EUGENE, Ore. (KMTR) – Public health officials and county commissioners are weighing in on a new proposal in front of the Oregon Legislature to let counties add another tax on tobacco.
Proposed House Bill 2870 would allow Oregon counties to levy their own tax on packs of cigarettes and tobacco products. If it passes, the bill would raise money for county health services and other county programs.
Lane County public health officials say preventing tobacco use and getting smokers to quit has been their number one priority since 1964 when the US Surgeon General’s Office released its initial reports on the ill health effects related to smoking and tobacco use and because of the public cost tobacco use brings.
“It has taken a while for people to realize that this is a huge societal cost and while people can choose to smoke and that's fine, society still has to find a way to pay for the outcomes or the problems around that,” said Dr. Patrick Luedtke, Medical Director for the Lane County Community Health Clinics.
The proposed tobacco tax would allow counties to set the rate taxed per product. Currently, the state taxes $1.18 per tobacco product. The bill’s current language requires that least twenty percent of the funding raised by the tax to go toward public health programs or services in the individual county levying the tax. The rest of the money raised could go anywhere in the county’s government.

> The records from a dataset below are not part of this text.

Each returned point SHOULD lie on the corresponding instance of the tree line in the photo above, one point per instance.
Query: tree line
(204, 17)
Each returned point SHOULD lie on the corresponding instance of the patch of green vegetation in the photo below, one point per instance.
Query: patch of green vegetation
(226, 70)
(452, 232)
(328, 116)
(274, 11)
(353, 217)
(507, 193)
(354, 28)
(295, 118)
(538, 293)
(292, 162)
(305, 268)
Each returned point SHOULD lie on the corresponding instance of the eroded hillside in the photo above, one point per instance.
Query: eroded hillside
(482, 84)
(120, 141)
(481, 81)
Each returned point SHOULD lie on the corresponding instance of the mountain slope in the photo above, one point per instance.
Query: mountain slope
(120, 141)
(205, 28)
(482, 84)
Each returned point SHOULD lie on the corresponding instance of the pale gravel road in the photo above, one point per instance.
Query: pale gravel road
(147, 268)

Lane County public health officials say that one in four deaths in Lane County are tobacco-related. Health officials say more than one third of Lane County’s Medicaid population smokes cigarettes. While Medicaid patients are covered by Federal government funding, counties and cities still end up footing the bill for some of the health services they receive.

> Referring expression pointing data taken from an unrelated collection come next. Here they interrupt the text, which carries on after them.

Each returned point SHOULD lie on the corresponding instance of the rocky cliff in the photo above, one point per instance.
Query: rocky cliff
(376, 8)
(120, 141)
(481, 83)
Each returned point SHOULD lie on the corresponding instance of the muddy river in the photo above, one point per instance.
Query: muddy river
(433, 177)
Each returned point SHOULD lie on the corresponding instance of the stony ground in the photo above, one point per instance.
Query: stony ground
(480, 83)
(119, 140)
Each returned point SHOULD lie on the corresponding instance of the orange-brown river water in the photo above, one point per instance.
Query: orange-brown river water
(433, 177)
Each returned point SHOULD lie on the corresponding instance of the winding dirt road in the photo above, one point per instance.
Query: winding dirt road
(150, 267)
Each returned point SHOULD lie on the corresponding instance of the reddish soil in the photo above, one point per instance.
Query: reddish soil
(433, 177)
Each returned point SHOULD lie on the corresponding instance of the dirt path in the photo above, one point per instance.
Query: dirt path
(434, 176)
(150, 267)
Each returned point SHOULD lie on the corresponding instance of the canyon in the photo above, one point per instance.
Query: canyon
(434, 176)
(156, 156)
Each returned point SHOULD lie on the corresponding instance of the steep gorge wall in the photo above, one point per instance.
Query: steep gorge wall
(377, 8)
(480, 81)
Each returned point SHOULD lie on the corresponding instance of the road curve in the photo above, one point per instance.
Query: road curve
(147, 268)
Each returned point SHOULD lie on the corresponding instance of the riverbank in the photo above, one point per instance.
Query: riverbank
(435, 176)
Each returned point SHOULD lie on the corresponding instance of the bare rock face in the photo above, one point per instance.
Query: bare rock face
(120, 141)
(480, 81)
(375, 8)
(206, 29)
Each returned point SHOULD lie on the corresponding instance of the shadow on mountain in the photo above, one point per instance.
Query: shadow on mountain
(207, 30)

“We need the resources to address it without becoming a nanny state, without trampling on personal liberties, without those sort of issues that are of concern today and the world that we live in. So public health is looking for the way to do it and this is one of the ways,” said Dr. Luedtke.
Currently, only the state is able to collect revenue from the tobacco tax. While counties benefit from those funds in various ways, many end up footing a larger share of the costs related to smoking and tobacco use than the amount of support they receive from state tobacco product tax dollars. With dwindling budgets, many counties are looking for ways to continue funding smoking cessation and prevention programs. Lane County public health officials say if they reduce funding to cessation and prevention efforts, tobacco use rates will likely rise.
“For me, if we can direct any taxation that occurs surrounding cigarettes, direct it into treatment programs, into human services and health services programs, then it's going to be a good [use] of the money,” said Pat Farr, a Lane County Commissioner.
Lane County public health officials say that raising the cost of tobacco products will ultimately result in a drop in use by about half the rate that the price is raised. So, if cigarette prices are raised ten percent, smoking rates go down by about five percent, according to health officials projections.
Opponents of the bill argue that the proposed tax is regressive and it will hurt low income users the most. Opponents also have an issue with the language of the bill leaving room for counties to set the local cigarette tax at any amount.
Lawmakers will work on the bill at a Wednesday, March 27 work session in Salem. Many are expecting that the bill’s language will change as part of the discussion in the session.